The narration in Safarnama references the following sources: Anand Taneja, Jinnealogy: Time, Islam and Ecological Thought in the Medieval Ruins of Delhi (Delhi: Stanford University Press, 2018); Nishat Awan and Zahra Hussain, “Conflicting Material Imaginaries,” New Silk Roads, e-flux (January 2020), online; David Abrams, “The Remembering and Forgetting of the Air,” Storytellers before Dawn: An Anthology, eds. Juddha Su and Mi You (2018); an interview conducted by Dr. Hasan Ali Khan who generously shared it with us; and Robert Lebling, Legends of the Fire Spirits (New York: I.B. Tauris & Co Ltd, 2010).

Earth Friction
Chooc Ly Tan
2022, 30:26 mins, two-channel sound

Click the link below to listen the piece:

For this soundscape, Tan drew inspiration from the artist’s fascination with natural phenomena and volcanic activities, which led her to live in Iceland from 2007 to 2009; She was also inspired by her own experience of injustice — Tan’s parents were refugees from Vietnam and Cambodia — as well as conversations with friends, and ongoing research on the work of indigenous and diasporic activists. Tan collaged field recordings of geothermal activities, clips excerpted from speechs by Indiginous activists + many more sonic ingredients (see below).

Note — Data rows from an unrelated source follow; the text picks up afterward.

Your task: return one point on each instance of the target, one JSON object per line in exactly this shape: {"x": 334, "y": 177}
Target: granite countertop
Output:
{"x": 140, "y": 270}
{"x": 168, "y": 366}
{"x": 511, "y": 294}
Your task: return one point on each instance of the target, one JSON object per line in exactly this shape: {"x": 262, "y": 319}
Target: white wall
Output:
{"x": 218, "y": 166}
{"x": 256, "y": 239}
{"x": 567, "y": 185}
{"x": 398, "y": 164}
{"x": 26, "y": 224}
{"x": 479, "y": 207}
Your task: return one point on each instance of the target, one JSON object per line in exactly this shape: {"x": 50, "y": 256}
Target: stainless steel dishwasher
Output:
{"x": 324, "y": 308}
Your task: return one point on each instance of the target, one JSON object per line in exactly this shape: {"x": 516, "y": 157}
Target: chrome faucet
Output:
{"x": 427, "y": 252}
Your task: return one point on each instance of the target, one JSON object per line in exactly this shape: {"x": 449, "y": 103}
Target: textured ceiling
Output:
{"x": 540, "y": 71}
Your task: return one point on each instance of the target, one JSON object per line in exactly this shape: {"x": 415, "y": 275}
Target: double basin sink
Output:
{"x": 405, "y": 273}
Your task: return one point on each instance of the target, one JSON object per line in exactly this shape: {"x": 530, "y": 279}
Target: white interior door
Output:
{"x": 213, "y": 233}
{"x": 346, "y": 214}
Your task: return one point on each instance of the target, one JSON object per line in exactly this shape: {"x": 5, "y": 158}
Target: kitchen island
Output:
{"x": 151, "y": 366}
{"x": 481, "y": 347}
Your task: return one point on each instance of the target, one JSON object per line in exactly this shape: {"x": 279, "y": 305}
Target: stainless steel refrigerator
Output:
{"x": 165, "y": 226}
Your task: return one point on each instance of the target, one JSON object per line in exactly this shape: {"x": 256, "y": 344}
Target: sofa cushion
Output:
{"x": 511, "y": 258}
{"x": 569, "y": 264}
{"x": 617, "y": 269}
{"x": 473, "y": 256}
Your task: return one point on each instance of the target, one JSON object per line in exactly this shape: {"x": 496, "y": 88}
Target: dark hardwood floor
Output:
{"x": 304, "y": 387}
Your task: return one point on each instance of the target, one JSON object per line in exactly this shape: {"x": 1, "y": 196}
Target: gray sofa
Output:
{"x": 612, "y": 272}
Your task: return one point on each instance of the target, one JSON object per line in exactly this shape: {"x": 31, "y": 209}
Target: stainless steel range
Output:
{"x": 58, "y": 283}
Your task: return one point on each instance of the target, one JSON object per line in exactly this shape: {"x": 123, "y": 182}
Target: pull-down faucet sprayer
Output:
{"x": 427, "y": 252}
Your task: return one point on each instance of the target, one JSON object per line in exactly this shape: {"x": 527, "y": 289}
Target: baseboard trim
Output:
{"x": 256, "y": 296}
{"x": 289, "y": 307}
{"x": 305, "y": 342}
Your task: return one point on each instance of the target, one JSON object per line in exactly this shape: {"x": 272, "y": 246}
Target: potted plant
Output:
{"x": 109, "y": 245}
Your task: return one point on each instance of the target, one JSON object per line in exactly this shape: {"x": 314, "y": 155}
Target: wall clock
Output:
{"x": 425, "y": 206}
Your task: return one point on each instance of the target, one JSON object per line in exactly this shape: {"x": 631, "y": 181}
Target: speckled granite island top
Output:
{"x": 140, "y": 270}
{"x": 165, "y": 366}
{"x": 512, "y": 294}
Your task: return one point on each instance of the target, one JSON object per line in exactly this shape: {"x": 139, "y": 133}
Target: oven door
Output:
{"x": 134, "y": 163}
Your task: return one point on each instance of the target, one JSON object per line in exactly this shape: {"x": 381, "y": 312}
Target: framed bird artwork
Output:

The sound piece was originally commissioned by Leïla Arenou and Naïmé Perrette, for their Lava Lines project that explores the life forms, contemporary myths and geopolitical powers that shape volcanic landscapes.

List of texts, field recordings and musical beat that the artist mixed together to create the work:

  • AJA – Charge x Texts “Greenland was colonised by the Danish…” x clips from Oklou – Silicium
  • Field Recordings of Bubbling Lava; People Reacting to Geysir in Iceland; Mud in Myvatn
  • Text about Lithium x Mad Mike – Attack Of The Sonic Samurai (The Battle Within)
  • Gods of Technology – Being of Sound Mind (instrum.) x text ‘Element of Sulphur (s) (doc. excerpt)
  • Blood Sweat Cobalt in DRC, Fortune news documentary (excerpt)
  • aamourocean – Life Sim – IDL aamourocean ◖ᵔᴥᵔ◗ ♪ ♫ Remix
  • Txai Suruí’s speech at COP26 (excerpt) x 100 gecs – 745 Sticky (Black Dresses Remix) [Kidcore re-Remix]
  • ex.sses – M.A.D.
  • X6Cta – Break & Bass x Wishmountain – Dust
  • X6Cta – exiter x protesting crowd during a climate strike in Guildford
  • HDMIRROR – ALWAYS TOO LATE
  • dreamcrusher – PSA (excerpt from intro)

Sudden Beams 2: Extraction is curated by Moritz Cheung for Sudden Beams and Platform Asia. Supported by Arts Council England.